The government at the time signed highly secretive contracts for dozens of projects as part of the China-Myanmar Economic Corridor, a grand plan of connectivity meant to link China to strategic points via Myanmar. These projects, worth billions of dollars, are now likely facing delays as the country toils with protests and civil-disobedience movements meant to disrupt government operations and services, again raising questions as to why Beijing would prefer working with the military.
Source The Atlantic February 22nd, 2021.
This brings me to forecasts. China doesn’t want to get bogged down in military action in Myanmar. It would far sooner work in the background and if they have a preference, it would be for a pragmatic relationship with Daw Aung San Suu Kyi. If China overtly supports the military, it will risk destabilising its relations with the whole of South East Asia and put more emphasis on strategic pinch points such as the Straits of Malacca.
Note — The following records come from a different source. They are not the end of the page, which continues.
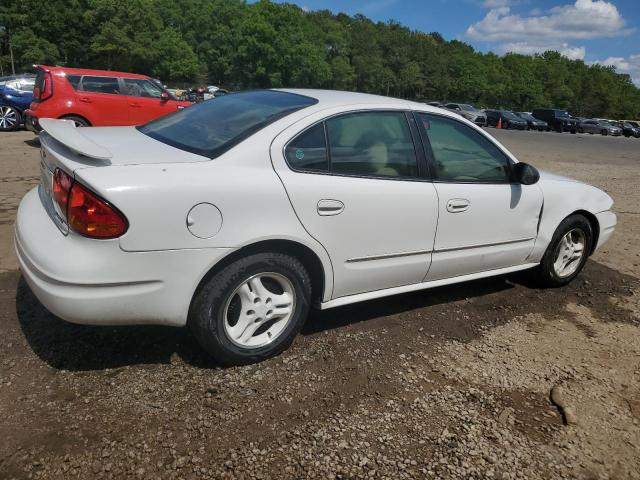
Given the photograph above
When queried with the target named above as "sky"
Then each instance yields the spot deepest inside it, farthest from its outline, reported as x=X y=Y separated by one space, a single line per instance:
x=596 y=31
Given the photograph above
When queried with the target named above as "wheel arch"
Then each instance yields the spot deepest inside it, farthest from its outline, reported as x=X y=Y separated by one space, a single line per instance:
x=595 y=226
x=303 y=253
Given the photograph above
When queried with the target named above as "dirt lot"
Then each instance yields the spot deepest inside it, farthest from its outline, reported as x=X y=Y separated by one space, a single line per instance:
x=449 y=383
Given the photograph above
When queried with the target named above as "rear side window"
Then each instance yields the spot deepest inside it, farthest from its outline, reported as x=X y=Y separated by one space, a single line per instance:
x=139 y=87
x=308 y=151
x=461 y=154
x=100 y=85
x=372 y=144
x=74 y=80
x=213 y=127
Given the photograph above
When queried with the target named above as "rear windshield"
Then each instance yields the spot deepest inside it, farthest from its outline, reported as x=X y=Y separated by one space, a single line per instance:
x=211 y=128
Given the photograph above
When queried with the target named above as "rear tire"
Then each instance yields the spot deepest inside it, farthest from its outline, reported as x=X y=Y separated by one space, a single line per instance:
x=561 y=263
x=10 y=118
x=236 y=316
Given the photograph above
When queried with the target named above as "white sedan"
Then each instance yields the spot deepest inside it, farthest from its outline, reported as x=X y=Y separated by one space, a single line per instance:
x=235 y=216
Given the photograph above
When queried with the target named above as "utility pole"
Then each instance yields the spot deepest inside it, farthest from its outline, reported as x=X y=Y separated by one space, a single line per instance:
x=13 y=67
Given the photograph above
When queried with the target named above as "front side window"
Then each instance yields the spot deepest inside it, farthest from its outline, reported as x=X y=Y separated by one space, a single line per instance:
x=460 y=154
x=212 y=128
x=372 y=144
x=74 y=80
x=139 y=87
x=100 y=85
x=308 y=151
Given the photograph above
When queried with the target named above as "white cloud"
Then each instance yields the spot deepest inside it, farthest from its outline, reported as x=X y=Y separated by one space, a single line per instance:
x=629 y=65
x=526 y=48
x=498 y=3
x=584 y=19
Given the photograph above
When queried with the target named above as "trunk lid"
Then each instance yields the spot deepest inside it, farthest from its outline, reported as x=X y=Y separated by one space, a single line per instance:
x=68 y=147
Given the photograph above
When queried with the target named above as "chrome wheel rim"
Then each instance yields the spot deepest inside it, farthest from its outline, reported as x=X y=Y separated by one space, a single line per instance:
x=569 y=253
x=259 y=310
x=8 y=117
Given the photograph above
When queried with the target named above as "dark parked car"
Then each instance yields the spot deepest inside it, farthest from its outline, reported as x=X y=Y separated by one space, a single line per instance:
x=628 y=129
x=16 y=94
x=559 y=120
x=505 y=118
x=604 y=127
x=532 y=122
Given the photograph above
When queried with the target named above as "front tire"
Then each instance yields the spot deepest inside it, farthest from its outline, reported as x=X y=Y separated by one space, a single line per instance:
x=252 y=309
x=567 y=252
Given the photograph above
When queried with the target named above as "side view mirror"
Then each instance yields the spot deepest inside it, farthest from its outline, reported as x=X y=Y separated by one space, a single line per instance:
x=525 y=173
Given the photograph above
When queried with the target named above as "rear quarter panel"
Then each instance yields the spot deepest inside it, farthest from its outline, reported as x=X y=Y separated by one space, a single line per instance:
x=242 y=184
x=561 y=199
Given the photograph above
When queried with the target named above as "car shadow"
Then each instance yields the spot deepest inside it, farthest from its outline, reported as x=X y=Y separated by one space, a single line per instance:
x=459 y=312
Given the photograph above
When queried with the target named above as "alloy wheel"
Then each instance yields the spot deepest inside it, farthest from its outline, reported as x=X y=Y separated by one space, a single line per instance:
x=259 y=310
x=569 y=253
x=8 y=118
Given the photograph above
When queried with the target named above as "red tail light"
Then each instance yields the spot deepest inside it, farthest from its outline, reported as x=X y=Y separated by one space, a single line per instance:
x=86 y=213
x=61 y=188
x=44 y=86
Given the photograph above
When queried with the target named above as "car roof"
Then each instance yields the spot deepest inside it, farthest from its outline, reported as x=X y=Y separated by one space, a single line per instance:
x=86 y=71
x=337 y=98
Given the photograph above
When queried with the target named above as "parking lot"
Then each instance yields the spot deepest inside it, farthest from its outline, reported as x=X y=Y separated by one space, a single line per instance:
x=447 y=383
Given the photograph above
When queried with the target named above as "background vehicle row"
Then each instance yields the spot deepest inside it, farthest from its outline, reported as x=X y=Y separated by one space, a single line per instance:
x=97 y=98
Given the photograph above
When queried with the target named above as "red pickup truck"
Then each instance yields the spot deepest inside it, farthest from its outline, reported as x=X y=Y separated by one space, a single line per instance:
x=97 y=98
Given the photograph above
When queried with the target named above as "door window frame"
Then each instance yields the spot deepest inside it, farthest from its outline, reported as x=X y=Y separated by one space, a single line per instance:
x=418 y=148
x=81 y=85
x=430 y=157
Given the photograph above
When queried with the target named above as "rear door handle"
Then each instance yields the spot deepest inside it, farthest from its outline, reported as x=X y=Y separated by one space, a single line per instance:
x=330 y=207
x=457 y=205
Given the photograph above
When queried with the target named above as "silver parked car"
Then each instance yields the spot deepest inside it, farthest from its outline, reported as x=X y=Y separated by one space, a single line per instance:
x=469 y=112
x=603 y=127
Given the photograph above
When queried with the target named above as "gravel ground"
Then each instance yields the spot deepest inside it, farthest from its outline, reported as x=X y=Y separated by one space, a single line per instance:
x=449 y=383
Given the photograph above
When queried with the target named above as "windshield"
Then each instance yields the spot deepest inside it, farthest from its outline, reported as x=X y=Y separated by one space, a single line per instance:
x=211 y=128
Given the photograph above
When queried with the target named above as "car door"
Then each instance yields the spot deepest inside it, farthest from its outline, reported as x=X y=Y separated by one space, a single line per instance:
x=100 y=101
x=357 y=183
x=486 y=221
x=144 y=101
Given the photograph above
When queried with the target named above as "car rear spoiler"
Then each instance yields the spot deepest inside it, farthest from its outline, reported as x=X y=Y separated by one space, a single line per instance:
x=66 y=132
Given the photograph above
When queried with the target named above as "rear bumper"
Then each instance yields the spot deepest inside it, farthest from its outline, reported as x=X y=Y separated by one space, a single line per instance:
x=31 y=122
x=95 y=282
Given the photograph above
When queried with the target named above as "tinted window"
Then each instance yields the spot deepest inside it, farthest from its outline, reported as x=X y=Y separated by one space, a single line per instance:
x=372 y=144
x=74 y=80
x=461 y=154
x=100 y=84
x=308 y=151
x=211 y=128
x=139 y=87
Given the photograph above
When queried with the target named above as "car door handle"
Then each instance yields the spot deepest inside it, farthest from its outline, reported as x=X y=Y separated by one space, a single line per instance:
x=457 y=205
x=330 y=207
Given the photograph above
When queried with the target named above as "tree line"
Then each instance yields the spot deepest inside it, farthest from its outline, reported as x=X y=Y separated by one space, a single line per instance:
x=239 y=45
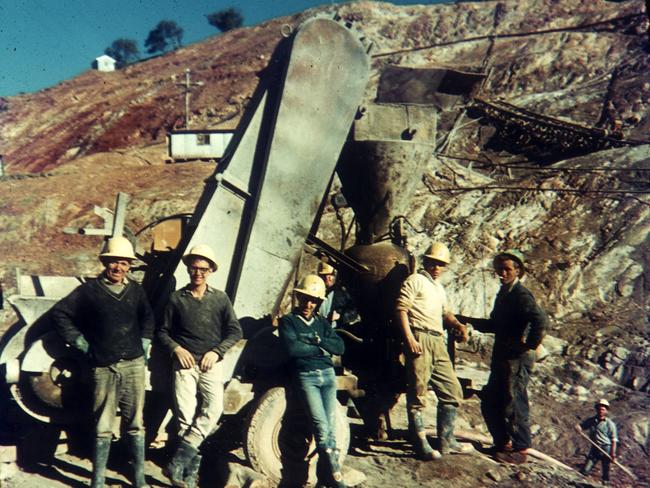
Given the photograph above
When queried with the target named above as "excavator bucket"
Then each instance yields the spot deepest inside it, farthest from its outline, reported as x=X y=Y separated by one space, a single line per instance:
x=257 y=209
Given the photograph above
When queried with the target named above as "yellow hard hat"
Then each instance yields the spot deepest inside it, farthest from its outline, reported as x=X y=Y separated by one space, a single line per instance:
x=202 y=251
x=311 y=285
x=324 y=268
x=118 y=247
x=439 y=252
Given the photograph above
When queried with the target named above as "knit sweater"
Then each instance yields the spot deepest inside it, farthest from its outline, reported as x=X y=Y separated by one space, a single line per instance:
x=112 y=324
x=311 y=343
x=517 y=322
x=199 y=325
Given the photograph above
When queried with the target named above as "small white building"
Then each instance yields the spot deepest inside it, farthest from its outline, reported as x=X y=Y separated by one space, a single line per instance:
x=104 y=63
x=206 y=145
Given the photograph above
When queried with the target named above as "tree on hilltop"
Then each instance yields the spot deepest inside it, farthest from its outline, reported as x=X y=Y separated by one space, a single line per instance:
x=123 y=51
x=225 y=20
x=167 y=34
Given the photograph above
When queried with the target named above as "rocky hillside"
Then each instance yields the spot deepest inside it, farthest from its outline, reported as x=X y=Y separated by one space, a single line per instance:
x=578 y=210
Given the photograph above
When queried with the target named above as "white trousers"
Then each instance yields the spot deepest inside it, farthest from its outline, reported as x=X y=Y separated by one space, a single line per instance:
x=198 y=398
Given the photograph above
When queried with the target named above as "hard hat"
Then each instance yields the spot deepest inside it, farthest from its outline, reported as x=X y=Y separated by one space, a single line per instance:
x=603 y=402
x=311 y=285
x=324 y=268
x=202 y=251
x=515 y=255
x=118 y=247
x=439 y=252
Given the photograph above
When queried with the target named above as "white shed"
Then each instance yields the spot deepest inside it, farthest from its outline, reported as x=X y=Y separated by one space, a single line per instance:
x=104 y=63
x=198 y=144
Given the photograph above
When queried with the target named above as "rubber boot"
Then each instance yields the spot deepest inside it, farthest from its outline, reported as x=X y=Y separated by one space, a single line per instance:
x=423 y=449
x=192 y=471
x=445 y=422
x=100 y=459
x=181 y=459
x=136 y=449
x=334 y=473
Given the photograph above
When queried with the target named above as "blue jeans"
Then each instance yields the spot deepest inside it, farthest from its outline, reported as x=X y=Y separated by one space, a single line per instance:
x=318 y=389
x=119 y=385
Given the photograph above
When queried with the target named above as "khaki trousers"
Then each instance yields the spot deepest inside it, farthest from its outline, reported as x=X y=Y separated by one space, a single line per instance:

It would severely jeopardise its two oceans strategy.
China will continue to show its support for the Tatmadaw as long as they are the body in control (such as it is) of Myanmar but will be working to bring about a resolution. They have no love for Min Aung Hlaing but will deal with him on a pragmatic basis. China is watching a “controlled” deterioration in Myanmar until such a stage is reached where they can offer a solution, become the good guys and reap the rewards of the success of the two oceans policy. They have no need to intervene militarily.
Meanwhile 8,000 people fled the invasion of Mindat by the Tatmadaw and face starvation in the jungle.